O procurador-chefe da Procuradoria Federal Especializada (PFE) junto à Funai, Matheus Antunes Oliveira, contextualiza que o STF deu provimento ao recurso extraordinário interposto pela Funai contra uma decisão do Tribunal Regional Federal da 4ª Região (TRF4), que havia condenado a Funai e a comunidade indígena a se retirarem de uma área que estava sobreposta a uma Unidade de Conservação Estadual em Santa Catarina. Ao fazer isso, o Tribunal também afastou a tese do marco temporal, garantindo a posse plena dos indígenas sobre essa área específica.
“O julgamento de ontem foi muito importante, pois o recurso teve origem na Funai, foi provido e também implicou na manifestação do STF contrária ao marco temporal. No entanto, é importante observar que o julgamento continuará nos próximos dias, quando os ministros irão debater as teses que serão propostas, incluindo aquelas que abordarão questões indígenas de forma mais geral”, ressaltou.
O recurso interposto pela Funai considerou, por exemplo, que a Constituição Federal de 1988 acolheu a teoria do indigenato, uma vez que foram reconhecidos os direitos originários dos indígenas sobre as terras que ocupavam, não dependendo de título ou reconhecimento formal. Outro ponto é que o título de domínio incidente sobre terras indígenas é nulo, sendo o direito às terras tradicionalmente ocupadas pela comunidade indígena imprescritível, e tais terras são inalienáveis e indisponíveis, não sendo cabível o entendimento segundo o qual aos direitos ou o usufruto das terras necessitem da demarcação administrativa da área. “[…] A Funai entende que deve prevalecer o direito fundamental à vida, à saúde, à segurança e à terra tradicionalmente habitada pela comunidade indígena”, informa ainda o recurso. Clique aqui para conferir o recurso da Funai na íntegra.

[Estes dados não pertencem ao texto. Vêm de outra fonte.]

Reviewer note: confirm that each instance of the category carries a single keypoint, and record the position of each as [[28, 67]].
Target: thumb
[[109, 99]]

A procuradora federal Carolina Augusta de Mendonça Rodrigues Santos pontua que a decisão do STF servirá de parâmetro para outras análises. “Esse caso concreto, que envolve a Terra Indígena Ibirama-Laklano do povo Xokleng, servirá de paradigma para o julgamento da Repercussão Geral Tema 1031, que visa discutir o estatuto jurídico constitucional da posse indígena. Por 9 votos a 2, o STF decidiu dar provimento ao recurso da Funai e afastar a teoria do marco temporal no caso concreto para reconhecer a tradicionalidade da TI Ibirama Laklano.”
A tese do marco temporal afirmava que os povos indígenas apenas possuíam direito às terras que já eram tradicionalmente ocupadas por eles no dia da promulgação da CF, em 5 de outubro de 1988. Assim, os povos originários só poderiam reivindicar a posse de áreas que ocupavam até essa data.
A Funai vinha denunciando, ao longo dos últimos meses, que a tese do marco temporal ignorava o longo histórico de esbulho possessório e violência praticada contra os povos indígenas, acarretando a expulsão de seus territórios, além de violar os direitos indígenas previstos na própria Constituição Federal (CF) e em tratados internacionais dos quais o Estado brasileiro é signatário.
Votaram contra o marco temporal o relator do caso, ministro Luiz Edson Fachin, e os ministros Alexandre de Moraes, Cristiano Zanin, Luís Roberto Barroso, Dias Toffoli, Luiz Fux, Cármen Lúcia, Gilmar Mendes e Rosa Weber. Foram favoráveis os ministros Kassio Nunes Marques e André Mendonça.